Figure 1 shows STM images and models illustrating the change of the dimer tilting orientation. We can continuously monitor the local structure change as the tunneling current increase or decrease when the STM tip is fixed. Actually, the creation of the kink pair shown in Fig. 1(b) was detected at the positions above the points A-D as different values of the tunneling current. With increasing the excitation energy of the injected hole, the kink creation rate per electron first increases, once saturates, and then increases again as shown in Fig. 2(a). The electronic states (Fig. 2(b)) and their coupling to two rocking modes of the adjacent dimer pair, out-of phase and in phase as illustrated in Fig. 2(c), were calculated for understanding the observed rate of the kink creation.
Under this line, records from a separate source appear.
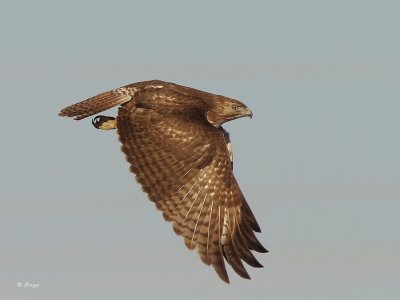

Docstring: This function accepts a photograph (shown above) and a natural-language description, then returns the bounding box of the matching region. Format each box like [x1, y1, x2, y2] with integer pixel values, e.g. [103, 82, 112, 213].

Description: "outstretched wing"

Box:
[117, 94, 267, 282]
[58, 88, 133, 120]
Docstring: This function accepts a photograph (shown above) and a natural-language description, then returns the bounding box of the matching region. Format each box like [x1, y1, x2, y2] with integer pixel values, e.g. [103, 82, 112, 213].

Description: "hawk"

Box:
[59, 80, 268, 283]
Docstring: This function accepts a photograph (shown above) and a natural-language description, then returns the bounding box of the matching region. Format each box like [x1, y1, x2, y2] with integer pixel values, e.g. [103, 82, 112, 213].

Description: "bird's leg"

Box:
[92, 115, 117, 130]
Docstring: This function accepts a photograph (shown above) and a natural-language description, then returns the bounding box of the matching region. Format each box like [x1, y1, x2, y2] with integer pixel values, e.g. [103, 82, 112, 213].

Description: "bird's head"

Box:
[207, 96, 253, 127]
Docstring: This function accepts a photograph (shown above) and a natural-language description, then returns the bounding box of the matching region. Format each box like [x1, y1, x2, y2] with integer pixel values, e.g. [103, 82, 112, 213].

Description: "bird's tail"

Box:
[58, 90, 131, 120]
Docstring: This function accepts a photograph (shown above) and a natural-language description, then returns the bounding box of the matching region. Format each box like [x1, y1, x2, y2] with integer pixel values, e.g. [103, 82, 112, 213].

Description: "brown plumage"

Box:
[59, 80, 267, 282]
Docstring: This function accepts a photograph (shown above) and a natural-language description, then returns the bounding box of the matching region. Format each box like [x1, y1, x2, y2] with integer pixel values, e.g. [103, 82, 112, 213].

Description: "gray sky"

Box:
[0, 0, 400, 300]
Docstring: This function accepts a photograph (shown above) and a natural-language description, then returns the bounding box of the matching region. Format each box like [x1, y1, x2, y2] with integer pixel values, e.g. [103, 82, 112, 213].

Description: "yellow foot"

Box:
[92, 116, 117, 130]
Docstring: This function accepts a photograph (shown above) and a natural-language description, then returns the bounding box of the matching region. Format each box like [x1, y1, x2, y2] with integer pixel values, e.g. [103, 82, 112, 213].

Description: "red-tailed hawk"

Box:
[59, 80, 268, 283]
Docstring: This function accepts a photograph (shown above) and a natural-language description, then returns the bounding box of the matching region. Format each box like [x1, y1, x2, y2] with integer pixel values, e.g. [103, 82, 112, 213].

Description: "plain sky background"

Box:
[0, 0, 400, 300]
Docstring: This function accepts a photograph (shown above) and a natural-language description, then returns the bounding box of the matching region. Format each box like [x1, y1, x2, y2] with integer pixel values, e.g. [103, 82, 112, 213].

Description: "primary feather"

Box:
[60, 80, 267, 282]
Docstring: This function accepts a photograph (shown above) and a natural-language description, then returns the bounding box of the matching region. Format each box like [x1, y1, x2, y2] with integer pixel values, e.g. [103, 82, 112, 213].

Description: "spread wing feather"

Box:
[58, 89, 131, 120]
[117, 94, 266, 282]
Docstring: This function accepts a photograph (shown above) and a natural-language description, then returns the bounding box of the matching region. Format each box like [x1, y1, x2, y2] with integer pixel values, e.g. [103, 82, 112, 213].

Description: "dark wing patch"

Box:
[117, 99, 266, 282]
[58, 89, 131, 120]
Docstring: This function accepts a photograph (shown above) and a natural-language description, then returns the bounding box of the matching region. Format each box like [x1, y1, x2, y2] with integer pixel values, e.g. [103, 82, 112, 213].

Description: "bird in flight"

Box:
[59, 80, 268, 283]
The both modes strongly couple the unoccupied π*, occupied π and σ states of the dimers, and the occupied dimer back-bond states. The dimer orientation change is mainly induced by the carriers injected to the π* and π states. The observed two-step increase of the creation rate by the hole injection is attributed to the crossover of the electronic states from the π to σ. The hole injected to the B1 state induces the rocking mode vibration, but its energy is not enough to induce the change of the tilting orientation.